No me prometas la luna porque las palabras son inestables como el viento que las lleva hacia el olvido. Lo único que quiero es que vengas silenciosa y te sientes aquí conmigo, bajo su luz, para contemplarla.
Quería regalarte esto por que me dices que la luna está triste, por que hoy es un día muy especial, por que ayer nació otro hijo de la primavera, por que tu eres así y por que yo quiero.
Por mi vida han pasado mujeres a las que he dedicado años cuando ni siquiera se merecieron que les dedicase días, a las que hamé, si, así con “h”, por que fue un error.

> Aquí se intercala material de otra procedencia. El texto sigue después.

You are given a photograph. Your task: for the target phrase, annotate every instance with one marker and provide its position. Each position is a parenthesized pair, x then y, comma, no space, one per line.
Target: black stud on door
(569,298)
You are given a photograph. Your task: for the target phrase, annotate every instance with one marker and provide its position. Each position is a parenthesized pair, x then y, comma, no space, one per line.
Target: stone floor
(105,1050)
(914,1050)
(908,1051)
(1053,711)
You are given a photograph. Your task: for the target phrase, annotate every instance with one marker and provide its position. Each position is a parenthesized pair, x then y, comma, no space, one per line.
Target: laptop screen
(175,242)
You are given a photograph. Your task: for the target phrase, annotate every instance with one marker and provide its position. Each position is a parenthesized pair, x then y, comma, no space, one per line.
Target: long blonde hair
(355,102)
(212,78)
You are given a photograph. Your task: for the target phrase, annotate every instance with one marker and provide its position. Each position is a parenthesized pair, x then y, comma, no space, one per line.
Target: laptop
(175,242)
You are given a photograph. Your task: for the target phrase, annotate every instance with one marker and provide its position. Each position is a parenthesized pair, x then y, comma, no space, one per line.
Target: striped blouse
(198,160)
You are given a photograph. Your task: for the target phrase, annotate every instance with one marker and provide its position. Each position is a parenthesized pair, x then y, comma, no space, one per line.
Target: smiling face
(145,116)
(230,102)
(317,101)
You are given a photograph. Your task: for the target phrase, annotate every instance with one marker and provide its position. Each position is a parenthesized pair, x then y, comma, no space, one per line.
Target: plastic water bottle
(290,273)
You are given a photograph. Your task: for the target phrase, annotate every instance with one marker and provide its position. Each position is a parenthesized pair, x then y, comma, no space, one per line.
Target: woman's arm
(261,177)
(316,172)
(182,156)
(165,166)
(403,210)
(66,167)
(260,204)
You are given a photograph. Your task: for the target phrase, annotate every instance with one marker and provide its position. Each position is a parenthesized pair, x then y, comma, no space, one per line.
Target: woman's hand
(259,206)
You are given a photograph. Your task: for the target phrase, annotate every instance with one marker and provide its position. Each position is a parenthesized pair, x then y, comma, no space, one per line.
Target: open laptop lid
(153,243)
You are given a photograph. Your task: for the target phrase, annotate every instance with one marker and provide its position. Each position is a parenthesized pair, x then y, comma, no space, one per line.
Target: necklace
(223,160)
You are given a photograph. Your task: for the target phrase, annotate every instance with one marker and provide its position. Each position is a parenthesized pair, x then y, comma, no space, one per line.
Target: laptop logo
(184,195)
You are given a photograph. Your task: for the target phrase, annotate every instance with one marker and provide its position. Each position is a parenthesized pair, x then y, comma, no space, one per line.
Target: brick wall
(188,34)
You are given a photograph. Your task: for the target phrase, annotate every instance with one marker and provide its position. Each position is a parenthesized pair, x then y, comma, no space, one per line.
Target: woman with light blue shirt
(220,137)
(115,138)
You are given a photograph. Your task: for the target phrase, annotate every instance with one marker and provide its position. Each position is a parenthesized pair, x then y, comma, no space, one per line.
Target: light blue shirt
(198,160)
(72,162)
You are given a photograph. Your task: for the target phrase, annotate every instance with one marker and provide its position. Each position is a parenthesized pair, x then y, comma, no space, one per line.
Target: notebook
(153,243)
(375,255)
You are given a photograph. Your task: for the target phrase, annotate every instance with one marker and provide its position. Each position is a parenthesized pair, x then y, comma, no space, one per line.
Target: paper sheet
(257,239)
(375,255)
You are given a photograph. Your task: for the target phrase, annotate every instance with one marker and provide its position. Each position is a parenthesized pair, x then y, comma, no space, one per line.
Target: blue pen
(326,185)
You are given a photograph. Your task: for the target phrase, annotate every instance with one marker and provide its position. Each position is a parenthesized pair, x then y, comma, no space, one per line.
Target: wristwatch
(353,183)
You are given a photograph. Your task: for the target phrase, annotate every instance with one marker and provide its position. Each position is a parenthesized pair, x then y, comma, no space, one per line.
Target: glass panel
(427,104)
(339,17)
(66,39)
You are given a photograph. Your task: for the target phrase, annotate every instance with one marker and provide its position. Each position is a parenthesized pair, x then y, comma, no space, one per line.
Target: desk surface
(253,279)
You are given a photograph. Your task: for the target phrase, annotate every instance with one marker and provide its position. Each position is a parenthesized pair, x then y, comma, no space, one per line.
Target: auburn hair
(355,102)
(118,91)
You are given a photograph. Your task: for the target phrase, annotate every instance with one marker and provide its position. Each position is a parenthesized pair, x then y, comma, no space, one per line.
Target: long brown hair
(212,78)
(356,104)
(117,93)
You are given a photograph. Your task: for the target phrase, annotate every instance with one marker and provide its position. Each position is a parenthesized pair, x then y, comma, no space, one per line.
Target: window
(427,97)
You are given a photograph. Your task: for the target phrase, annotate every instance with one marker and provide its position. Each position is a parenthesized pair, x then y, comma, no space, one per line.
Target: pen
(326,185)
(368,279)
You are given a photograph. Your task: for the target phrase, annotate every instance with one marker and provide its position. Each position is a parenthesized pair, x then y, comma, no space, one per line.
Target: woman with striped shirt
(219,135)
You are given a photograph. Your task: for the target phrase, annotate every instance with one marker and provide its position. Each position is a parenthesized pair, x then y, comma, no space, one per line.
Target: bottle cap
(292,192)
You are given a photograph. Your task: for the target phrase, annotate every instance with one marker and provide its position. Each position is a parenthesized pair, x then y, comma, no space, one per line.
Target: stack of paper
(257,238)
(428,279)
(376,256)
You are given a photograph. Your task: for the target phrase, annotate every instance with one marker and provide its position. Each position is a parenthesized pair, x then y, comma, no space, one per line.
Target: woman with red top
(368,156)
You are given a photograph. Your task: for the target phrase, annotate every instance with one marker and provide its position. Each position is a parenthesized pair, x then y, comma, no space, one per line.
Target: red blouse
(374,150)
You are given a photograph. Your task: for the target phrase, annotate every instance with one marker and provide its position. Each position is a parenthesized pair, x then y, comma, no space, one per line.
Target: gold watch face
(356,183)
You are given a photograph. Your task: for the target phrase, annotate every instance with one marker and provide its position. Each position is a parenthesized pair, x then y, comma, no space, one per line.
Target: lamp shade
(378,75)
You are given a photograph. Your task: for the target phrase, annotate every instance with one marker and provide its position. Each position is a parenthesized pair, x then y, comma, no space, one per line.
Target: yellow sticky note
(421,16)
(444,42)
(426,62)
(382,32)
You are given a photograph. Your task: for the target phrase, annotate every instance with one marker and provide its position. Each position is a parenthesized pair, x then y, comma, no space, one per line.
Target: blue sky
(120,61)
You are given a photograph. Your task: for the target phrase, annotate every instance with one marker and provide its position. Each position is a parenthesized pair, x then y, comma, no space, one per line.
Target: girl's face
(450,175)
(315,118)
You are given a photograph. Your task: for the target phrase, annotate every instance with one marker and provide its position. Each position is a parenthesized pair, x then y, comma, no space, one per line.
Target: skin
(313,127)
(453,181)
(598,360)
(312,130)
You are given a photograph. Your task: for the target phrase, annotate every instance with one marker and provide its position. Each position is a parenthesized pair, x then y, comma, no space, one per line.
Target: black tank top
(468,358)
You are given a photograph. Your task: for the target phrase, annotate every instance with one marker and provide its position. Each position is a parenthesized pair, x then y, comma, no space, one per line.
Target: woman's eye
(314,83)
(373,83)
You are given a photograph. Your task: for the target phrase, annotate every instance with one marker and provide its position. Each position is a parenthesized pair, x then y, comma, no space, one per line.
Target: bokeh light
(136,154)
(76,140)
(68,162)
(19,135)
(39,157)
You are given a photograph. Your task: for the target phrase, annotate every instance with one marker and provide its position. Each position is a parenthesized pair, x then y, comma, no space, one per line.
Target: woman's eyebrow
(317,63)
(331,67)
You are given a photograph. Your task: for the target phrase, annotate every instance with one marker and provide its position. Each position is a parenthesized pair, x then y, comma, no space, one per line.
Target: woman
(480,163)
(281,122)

He tenido que esperar más de cuarenta años para conocer a la mujer con la que quiero disfrutar mi vida, a la mujer a quien me entrego sin temor, a la que ofrezco para siempre un gran pedazo de mi alma, la mujer que refleja mi alegría y la personificación de la sensatez, la sencillez y la cordura.
Es posible que nunca te haya dado las gracias como te mereces por permitirme nadar en tu corazón, por querer viajar junto a mi y ser mi compañera de vida, pero es que quizá “gracias” sea una palabra escasa para expresar todo lo que quisiera transmitirte. Desearía inventar a tu lado un idioma con el que expresar lo mucho que te quiero.
Mientras tanto..... ¡Gracias por 43 años de existencia!
Nací un viernes 13 de diciembre pero de esto ya hace mucho, mucho tiempo y no me acuerdo muy bien. Mi tallo, mis hojas y mis frutos son madrileños pero mis raices son del Reino de León. He perdido mi flor que era la que me sustentaba pero estoy en su busca. Pertenezco a esa generación que se crió y en cierta parte se educó jugando en la calle, que pasó su adolescencia sin necesidad de un teléfono móvil o un portátil, aprendió a jugar al mus en la Universidad, que hizo la mili, tuvo dos o tres novias, sufrió de amores y que con el paso del tiempo ha dejado muchas cosas buenas en la cuneta.